Sagte, er sei gut, aber nicht unverwechselbar.“ „Er ist unverwechselbar“, sagte Eddie. „Er war nervös. Vorspiele sind furchtbar. Vielleicht gibst du ihm noch eine Chance. Lass ihn spielen, wenn er nicht mehr so vor Angst wie gelähmt ist.“ [schnaubt] Castellano sah Eddie lange an. „Wenn Eddie Van Halen sagt, ein Gitarrist sei unverwechselbar, dann höre ich zu.
Marcus Wilson bekommt ein weiteres Vorspiel. Privat. Ganz ohne Druck.“ „Danke“, sagte Eddie. „Darf ich dich fragen …“ „Was?“, fragte Castiano. „Warum haben Sie sich diese herablassende Rede über Originalität und Innovation anhören müssen? Sie haben buchstäblich die Hälfte der Techniken erfunden, die moderne Rockgitarristen verwenden.
Und ich sage Ihnen, ich will mal was Neues hören.“ „Weil Sie nicht unrecht hatten“, sagte Eddie. „Sie brauchen wirklich etwas Neues. Die Branche braucht Innovation. Nur weil ich vor 40 Jahren innovativ war, heißt das nicht, dass Innovationen aufhören. Der Jazz-Fusion-Junge ist auch innovativ, auf seine Art. Marcus könnte innovativ sein, wenn man ihm Raum zum Atmen gäbe, anstatt ihn 30 Sekunden lang zu terrorisieren.“ Castellano streckte ihm die Hand entgegen.
„ Mr. Van Halen, ich entschuldige mich für den altmodischen Kommentar und die ganze herablassende Rede beim Vorsprechen und danke Ihnen für die Lektion in Demut.“ Die Geschichte verbreitete sich innerhalb weniger Stunden in der Musikindustrie von Los Angeles . Der A&R-Manager, der Eddie Van Halen 30 Sekunden gegeben hatte, um ihn zu beeindrucken, wurde über Nacht zur Legende.
Andere Produzenten riefen Castellano an, um ihn sowohl zu verspotten als auch ihm ihr Mitgefühl auszudrücken. Jeder hatte eine Geschichte darüber, wie er Eddie Van Halen nicht erkannt hatte. Jemand Wichtiges. Marcus bekam seinen Rückruf, meisterte das lockere Vorspiel mit Bravour und bekam den Job.
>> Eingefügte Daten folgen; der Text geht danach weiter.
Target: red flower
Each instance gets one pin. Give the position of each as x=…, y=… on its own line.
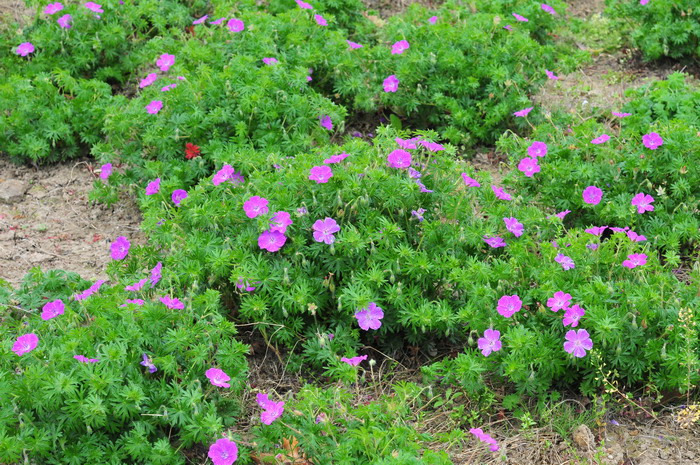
x=191, y=151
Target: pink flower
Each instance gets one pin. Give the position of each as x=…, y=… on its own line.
x=223, y=452
x=643, y=202
x=255, y=206
x=491, y=342
x=25, y=344
x=508, y=305
x=523, y=112
x=652, y=141
x=320, y=174
x=324, y=230
x=165, y=61
x=529, y=166
x=514, y=226
x=537, y=149
x=271, y=241
x=634, y=260
x=399, y=47
x=578, y=342
x=592, y=195
x=391, y=84
x=52, y=309
x=154, y=107
x=24, y=49
x=601, y=139
x=572, y=315
x=354, y=361
x=235, y=25
x=399, y=159
x=370, y=317
x=559, y=300
x=120, y=248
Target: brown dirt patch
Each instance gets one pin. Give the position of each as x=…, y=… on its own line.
x=55, y=226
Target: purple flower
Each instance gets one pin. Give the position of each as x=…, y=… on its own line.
x=370, y=317
x=324, y=230
x=255, y=206
x=218, y=377
x=120, y=248
x=566, y=262
x=154, y=107
x=153, y=187
x=560, y=300
x=399, y=47
x=26, y=343
x=643, y=202
x=634, y=260
x=320, y=174
x=508, y=305
x=578, y=342
x=271, y=241
x=173, y=303
x=24, y=49
x=652, y=141
x=223, y=452
x=354, y=361
x=52, y=309
x=592, y=195
x=491, y=342
x=235, y=25
x=178, y=196
x=514, y=226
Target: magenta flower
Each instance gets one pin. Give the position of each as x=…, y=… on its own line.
x=223, y=452
x=326, y=122
x=601, y=139
x=572, y=315
x=559, y=300
x=500, y=193
x=634, y=260
x=26, y=343
x=120, y=248
x=64, y=21
x=566, y=262
x=491, y=342
x=514, y=226
x=24, y=49
x=508, y=305
x=529, y=166
x=370, y=317
x=153, y=187
x=178, y=196
x=652, y=141
x=354, y=361
x=643, y=202
x=592, y=195
x=578, y=342
x=154, y=107
x=218, y=377
x=255, y=206
x=235, y=25
x=52, y=309
x=320, y=174
x=324, y=230
x=523, y=112
x=165, y=61
x=399, y=159
x=391, y=84
x=537, y=149
x=399, y=47
x=470, y=182
x=271, y=241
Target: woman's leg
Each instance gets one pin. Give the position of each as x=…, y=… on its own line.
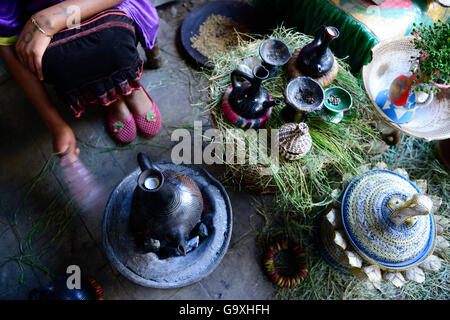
x=63, y=137
x=145, y=112
x=138, y=102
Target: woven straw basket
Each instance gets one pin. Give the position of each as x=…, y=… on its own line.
x=390, y=59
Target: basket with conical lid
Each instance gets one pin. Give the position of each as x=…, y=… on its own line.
x=385, y=228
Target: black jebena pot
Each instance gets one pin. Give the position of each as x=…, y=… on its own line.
x=166, y=206
x=316, y=59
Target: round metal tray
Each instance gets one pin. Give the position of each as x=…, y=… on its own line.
x=173, y=272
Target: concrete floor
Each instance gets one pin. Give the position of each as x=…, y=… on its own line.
x=26, y=147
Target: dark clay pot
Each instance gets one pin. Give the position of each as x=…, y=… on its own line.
x=166, y=205
x=316, y=59
x=250, y=99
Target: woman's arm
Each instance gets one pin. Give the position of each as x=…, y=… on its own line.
x=32, y=42
x=62, y=135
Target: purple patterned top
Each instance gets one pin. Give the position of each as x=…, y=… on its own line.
x=14, y=13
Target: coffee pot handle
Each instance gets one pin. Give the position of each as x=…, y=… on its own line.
x=238, y=73
x=144, y=162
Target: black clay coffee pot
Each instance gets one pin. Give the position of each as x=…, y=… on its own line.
x=166, y=205
x=316, y=59
x=250, y=99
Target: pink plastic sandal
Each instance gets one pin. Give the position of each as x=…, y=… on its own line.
x=149, y=124
x=123, y=131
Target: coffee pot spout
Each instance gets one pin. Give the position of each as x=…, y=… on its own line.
x=271, y=103
x=180, y=242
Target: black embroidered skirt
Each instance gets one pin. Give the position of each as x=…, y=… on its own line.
x=95, y=62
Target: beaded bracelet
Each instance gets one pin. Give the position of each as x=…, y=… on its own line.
x=40, y=28
x=272, y=272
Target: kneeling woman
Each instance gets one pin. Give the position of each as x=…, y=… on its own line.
x=94, y=61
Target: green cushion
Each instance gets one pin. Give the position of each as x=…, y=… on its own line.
x=354, y=43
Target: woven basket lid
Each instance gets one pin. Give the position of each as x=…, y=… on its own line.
x=365, y=217
x=294, y=140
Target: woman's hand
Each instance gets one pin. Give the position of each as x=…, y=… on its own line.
x=30, y=48
x=64, y=142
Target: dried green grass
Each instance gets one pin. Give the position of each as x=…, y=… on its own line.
x=43, y=235
x=337, y=148
x=325, y=282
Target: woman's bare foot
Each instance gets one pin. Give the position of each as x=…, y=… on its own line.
x=138, y=102
x=118, y=110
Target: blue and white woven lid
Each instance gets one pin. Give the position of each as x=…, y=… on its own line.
x=365, y=217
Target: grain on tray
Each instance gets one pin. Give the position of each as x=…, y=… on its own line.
x=217, y=35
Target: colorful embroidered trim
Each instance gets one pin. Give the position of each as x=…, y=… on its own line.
x=282, y=280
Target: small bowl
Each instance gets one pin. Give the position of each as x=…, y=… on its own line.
x=274, y=52
x=305, y=94
x=345, y=101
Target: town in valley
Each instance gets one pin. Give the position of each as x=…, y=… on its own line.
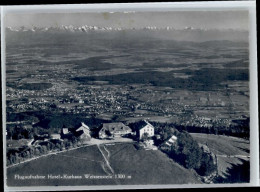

Jahre später erzählte er die Geschichte, wie Onkel Eddie sich bei einem Produzenten vorspielte, um ihm zu einer zweiten Chance zu verhelfen.
Als Eddie 2020 starb, veröffentlichte Castellano einen Nachruf. 2010 gab ich Eddie Van Halen 30 Sekunden, um mich zu beeindrucken. Ich sagte dem größten Rockgitarristen aller Zeiten, dass ich schon tausend Leute wie ihn gehört hätte. Er antwortete mit einem Stück, das mich daran erinnerte, warum ich in dieses Geschäft gegangen bin: Um Momente echter Kunst zu erleben.
Dann nutzte er seine Glaubwürdigkeit, um einem nervösen Jungen ein zweites Vorspiel zu ermöglichen. Das ist nicht nur Talent. Das ist Anmut, Großzügigkeit und Demut von jemandem, der jedes Recht gehabt hätte, mich einen Idioten zu nennen. Ruhe in Frieden, Meister, der mir beigebracht hat, dass wahre Legenden sich nicht ankündigen müssen, sie spielen einfach.